AH: If you please to give me leave, I shall give you the ground of what I know to be true. Being much troubled to see the falseness of the constitution of the church of England, I had like to have turned separatist[.] [W]hereupon I kept a day of solemn humiliation and pondering, this scripture was brought unto me–he that denies Jesus Christ is the antichrist[.] This I considered of and in considering found that the papists did not deny him to be come in the flesh, nor we did not deny him: who then was antichrist? Was the Turk antichrist only? The Lord knows that I could not open scripture; he must by his prophetical office open it unto me. So after that being unsatisfied in the thing, the Lord was pleased to bring this scripture out of the Hebrews. He that denies the testament denies the testator, and in this did open unto me and give me to see that those which did not teach the new covenant had the spirit of antichrist, and upon this he did discover the ministry unto me; and, ever since, I bless the Lord, he hath let me see which was the clear ministry and which the wrong.
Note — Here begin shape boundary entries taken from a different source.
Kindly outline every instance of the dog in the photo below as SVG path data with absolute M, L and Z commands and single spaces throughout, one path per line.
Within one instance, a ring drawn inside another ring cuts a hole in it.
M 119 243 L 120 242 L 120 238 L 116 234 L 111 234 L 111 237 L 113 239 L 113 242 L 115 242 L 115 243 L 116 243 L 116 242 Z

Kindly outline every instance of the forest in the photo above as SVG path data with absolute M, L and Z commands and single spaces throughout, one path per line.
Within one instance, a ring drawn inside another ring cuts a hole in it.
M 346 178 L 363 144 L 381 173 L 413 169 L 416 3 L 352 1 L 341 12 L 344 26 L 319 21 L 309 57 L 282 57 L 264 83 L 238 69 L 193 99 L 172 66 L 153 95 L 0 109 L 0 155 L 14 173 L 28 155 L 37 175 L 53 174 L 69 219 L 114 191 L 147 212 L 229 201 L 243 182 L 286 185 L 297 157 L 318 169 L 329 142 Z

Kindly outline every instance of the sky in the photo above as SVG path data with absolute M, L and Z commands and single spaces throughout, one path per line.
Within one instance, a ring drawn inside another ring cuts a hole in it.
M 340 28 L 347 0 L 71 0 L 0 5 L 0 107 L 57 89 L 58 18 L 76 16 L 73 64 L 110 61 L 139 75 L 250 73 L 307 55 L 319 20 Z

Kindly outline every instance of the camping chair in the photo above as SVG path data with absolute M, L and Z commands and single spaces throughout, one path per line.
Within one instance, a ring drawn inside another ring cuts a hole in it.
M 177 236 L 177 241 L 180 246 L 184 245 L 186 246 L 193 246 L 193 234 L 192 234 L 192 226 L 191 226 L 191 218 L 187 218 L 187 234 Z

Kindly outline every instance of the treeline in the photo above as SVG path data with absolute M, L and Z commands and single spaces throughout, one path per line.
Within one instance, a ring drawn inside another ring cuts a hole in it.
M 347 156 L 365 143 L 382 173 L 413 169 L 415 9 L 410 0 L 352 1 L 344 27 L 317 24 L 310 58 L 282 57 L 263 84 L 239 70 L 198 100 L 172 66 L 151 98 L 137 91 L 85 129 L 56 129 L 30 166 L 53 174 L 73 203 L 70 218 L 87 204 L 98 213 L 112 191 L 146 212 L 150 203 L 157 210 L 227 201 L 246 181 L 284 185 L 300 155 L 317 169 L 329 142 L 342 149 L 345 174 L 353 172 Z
Since that time I confess I have been more choice and he hath left me to distinguish between the voice of my beloved and the voice of Moses, the voice of John Baptist and the voice of antichrist, for all those voices are spoken of in scripture. Now if you do condemn me for speaking what in my conscience I know to be truth, I must commit myself unto the Lord.

Second Officer of the Court: How do you know that that was the spirit?

AH: How did Abraham know that it was God that bid him offer his son, being a breach of the sixth commandment?

Third Officer: By an immediate voice.

AH: So to me by an immediate revelation.

Third Officer: How! an immediate revelation.

AH: By the voice of his own spirit to my soul. I will give you another scripture, Jer. 46: 27, 28–out of which the Lord showed me what he would do for me and the rest of his servants. But after he was pleased to reveal himself to me I did presently like Abraham run to Hagar. And after that he did let me see the atheism of my own heart, for which I begged of the Lord that it might not remain in my heart, and being thus, he did show me this (a twelvemonth after) which I told you of before. . . . Therefore, I desire you to look to it, for you see this scripture fulfilled this day and therefore I desire you that as you tender the Lord and the church and commonwealth to consider and look what you do. You have power over my body but the Lord Jesus hath power over my body and soul; and assure yourselves thus much, you do as much as in you lies to put the Lord Jesus Christ from you, and if you go on in this course you begin, you will bring a curse upon you and your posterity, and the mouth of the Lord hath spoken it.

[From Thomas Hutchinson, The History of the Colony and Province of Massachusetts Bay, vol. 2 (Cambridge: Harvard University Press, 1936), 366, 383-84.]